Speaking at the AI Safety Forum at the University of Sydney, he said powerful AI models “are already doing things their creators never intended: cheating, deceiving, going their own way”.
In response, the Australian government has established the AI Safety Institute under its National AI Plan. Charlton described it as “a national testing capability” and provided the most detailed public account yet of the work it will do.
But will it be enough to keep Australians safe from what could be one of the most powerful, rapidly advancing technologies the world has known?
The harms are already here
AI’s risks and harms are already affecting Australians.
There are the problems we are already seeing today: nudify apps, more sophisticated scams and deepfakes, voice cloning, chatbots that have isolated teens and encouraged harms, and heightened cybersecurity risks that are alarming our security agencies.
Beyond immediate and present harms, experts are sounding the alarm about what’s coming. This includes rapidly expanding capabilities and agentic AI that we don’t yet have controls for.
In a report published last week, the United Nations’ Independent International Scientific Panel on AI also raised concerns about global concentration of power, resources, AI capability, inequality, and the technology’s impact on how we think, reason and work.
A significant remit
The AI Safety Institute has three broad tasks, as Andrew Charlton explained at this week’s forum. First, analysing and testing new models. Second, supporting government regulators and agencies to respond to emerging AI capabilities, risks, harms and trends.
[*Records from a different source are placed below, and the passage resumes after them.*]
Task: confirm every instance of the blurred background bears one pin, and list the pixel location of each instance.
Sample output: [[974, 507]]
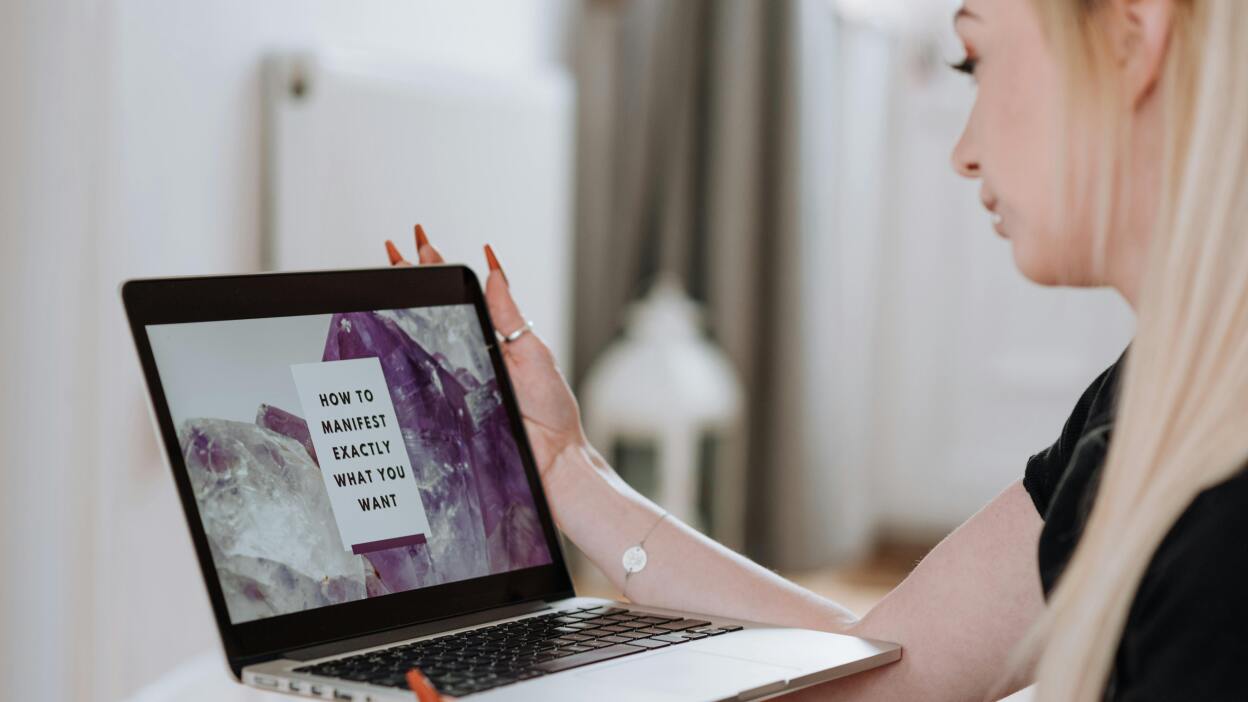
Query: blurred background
[[734, 221]]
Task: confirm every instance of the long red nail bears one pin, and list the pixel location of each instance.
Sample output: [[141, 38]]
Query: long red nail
[[493, 264], [392, 251], [422, 687]]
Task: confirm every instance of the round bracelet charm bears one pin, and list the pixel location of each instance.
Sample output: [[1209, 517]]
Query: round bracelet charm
[[634, 560]]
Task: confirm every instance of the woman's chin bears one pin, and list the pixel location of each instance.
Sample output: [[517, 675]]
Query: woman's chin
[[1033, 264]]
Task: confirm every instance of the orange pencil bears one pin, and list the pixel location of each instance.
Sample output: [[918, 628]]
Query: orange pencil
[[422, 687]]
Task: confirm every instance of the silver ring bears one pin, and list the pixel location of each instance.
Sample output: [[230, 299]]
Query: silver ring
[[519, 332]]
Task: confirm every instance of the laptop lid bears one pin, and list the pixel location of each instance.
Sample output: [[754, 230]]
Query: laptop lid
[[347, 449]]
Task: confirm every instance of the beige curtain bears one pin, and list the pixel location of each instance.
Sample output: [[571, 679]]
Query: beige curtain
[[687, 165]]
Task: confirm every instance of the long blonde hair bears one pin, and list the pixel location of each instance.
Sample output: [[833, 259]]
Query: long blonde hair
[[1183, 405]]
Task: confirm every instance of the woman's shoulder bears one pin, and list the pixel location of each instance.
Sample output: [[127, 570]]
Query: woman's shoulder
[[1092, 417], [1188, 621], [1211, 535]]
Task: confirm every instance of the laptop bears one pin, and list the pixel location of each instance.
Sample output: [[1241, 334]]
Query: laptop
[[362, 500]]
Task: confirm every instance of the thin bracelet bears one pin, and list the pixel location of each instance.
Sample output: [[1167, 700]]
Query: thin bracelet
[[635, 557]]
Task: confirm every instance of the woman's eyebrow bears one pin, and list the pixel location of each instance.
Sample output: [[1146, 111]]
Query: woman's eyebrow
[[962, 13]]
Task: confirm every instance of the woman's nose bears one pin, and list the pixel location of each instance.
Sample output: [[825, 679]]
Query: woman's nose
[[964, 161]]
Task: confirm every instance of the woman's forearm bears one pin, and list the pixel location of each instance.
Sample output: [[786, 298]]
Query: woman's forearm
[[685, 570]]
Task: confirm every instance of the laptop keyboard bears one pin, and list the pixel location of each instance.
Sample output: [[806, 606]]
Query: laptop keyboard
[[483, 658]]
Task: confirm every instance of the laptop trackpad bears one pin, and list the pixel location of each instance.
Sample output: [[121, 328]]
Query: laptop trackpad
[[689, 673]]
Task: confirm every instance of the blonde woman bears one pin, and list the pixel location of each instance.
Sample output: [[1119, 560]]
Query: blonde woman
[[1111, 140]]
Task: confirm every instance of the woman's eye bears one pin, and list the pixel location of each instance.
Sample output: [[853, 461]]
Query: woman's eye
[[966, 65]]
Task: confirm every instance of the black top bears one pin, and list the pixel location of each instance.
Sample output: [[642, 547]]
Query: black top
[[1187, 632]]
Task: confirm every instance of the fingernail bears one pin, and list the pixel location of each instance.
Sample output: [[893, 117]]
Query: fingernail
[[422, 687], [392, 251], [493, 264]]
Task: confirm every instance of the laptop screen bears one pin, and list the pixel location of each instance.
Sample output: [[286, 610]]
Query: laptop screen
[[347, 456]]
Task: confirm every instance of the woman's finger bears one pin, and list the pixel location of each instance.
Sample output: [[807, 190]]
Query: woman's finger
[[394, 256], [498, 297], [424, 251], [422, 687]]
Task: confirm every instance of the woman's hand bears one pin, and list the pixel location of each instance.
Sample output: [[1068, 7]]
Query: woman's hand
[[552, 417]]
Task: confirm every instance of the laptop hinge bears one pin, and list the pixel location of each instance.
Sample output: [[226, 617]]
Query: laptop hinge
[[381, 638]]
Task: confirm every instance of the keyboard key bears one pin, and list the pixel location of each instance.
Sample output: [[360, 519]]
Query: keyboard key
[[593, 656], [650, 642], [683, 625], [657, 620], [603, 610]]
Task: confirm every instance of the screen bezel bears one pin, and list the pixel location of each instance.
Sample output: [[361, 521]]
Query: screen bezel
[[154, 301]]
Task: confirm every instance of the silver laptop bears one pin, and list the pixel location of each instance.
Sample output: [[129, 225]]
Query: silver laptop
[[362, 499]]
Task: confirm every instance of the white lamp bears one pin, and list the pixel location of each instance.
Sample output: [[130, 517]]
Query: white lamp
[[667, 392]]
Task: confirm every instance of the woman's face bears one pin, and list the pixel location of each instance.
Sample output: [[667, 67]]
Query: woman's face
[[1015, 140]]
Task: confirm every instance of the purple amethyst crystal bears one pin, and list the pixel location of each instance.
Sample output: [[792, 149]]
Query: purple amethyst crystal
[[482, 516]]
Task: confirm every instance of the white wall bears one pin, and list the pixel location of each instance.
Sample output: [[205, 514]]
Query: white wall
[[131, 145]]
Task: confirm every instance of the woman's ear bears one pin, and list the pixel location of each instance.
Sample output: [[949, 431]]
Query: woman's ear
[[1141, 31]]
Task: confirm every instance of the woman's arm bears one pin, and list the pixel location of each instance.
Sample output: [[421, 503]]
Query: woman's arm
[[957, 616], [685, 570], [960, 613]]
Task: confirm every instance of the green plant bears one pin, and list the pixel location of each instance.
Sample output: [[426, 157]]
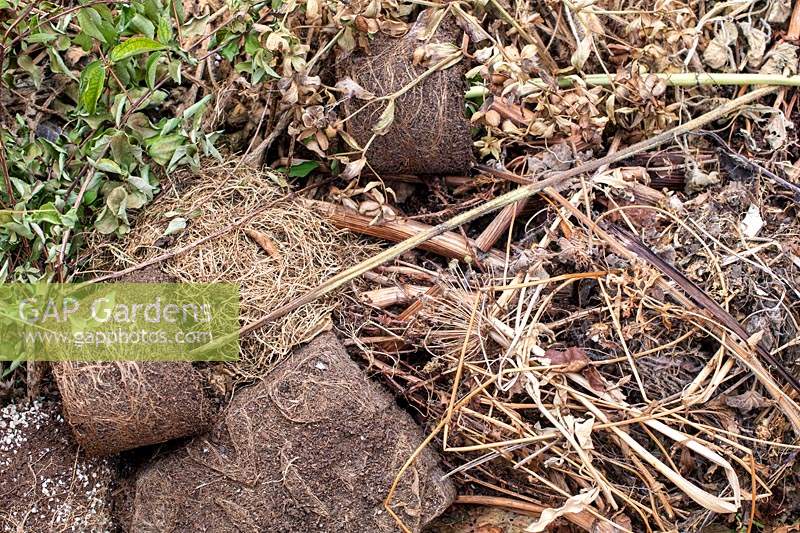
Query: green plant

Third, shaping safe AI development, deployment and international governance in Australia’s interests.
It is already doing work on multi-agent risks with the Gradient Institute).
You’ve probably already heard about AI agents that can book your table at a restaurant or plan your travel. The basic idea of an AI agent is an AI system that can plan and take action with limited supervision (for longer and longer periods too). When AI agents interact with each other without supervision, unpredictable risks can arise.
The AI Safety Institute is also working with the CSIRO on AI alignment – the science of trying to ensure that AI systems (and AI agents) act in ways that are aligned with their users’ values and goals. This matters because at this stage, we cannot fully predict how AI will act. There are plenty of experiments in which AI has deceived users or avoided human-imposed controls, even detecting (and underperforming) when it is being tested.
The head of the AI Safety Institute, philosopher and Royal Australian Air Force reservist Kate Conroy, also spoke at this week’s forum. She outlined plans to take on both immediate harms affecting Australians, with attention to those affecting the most marginalised and vulnerable, as well as frontier risks and harms.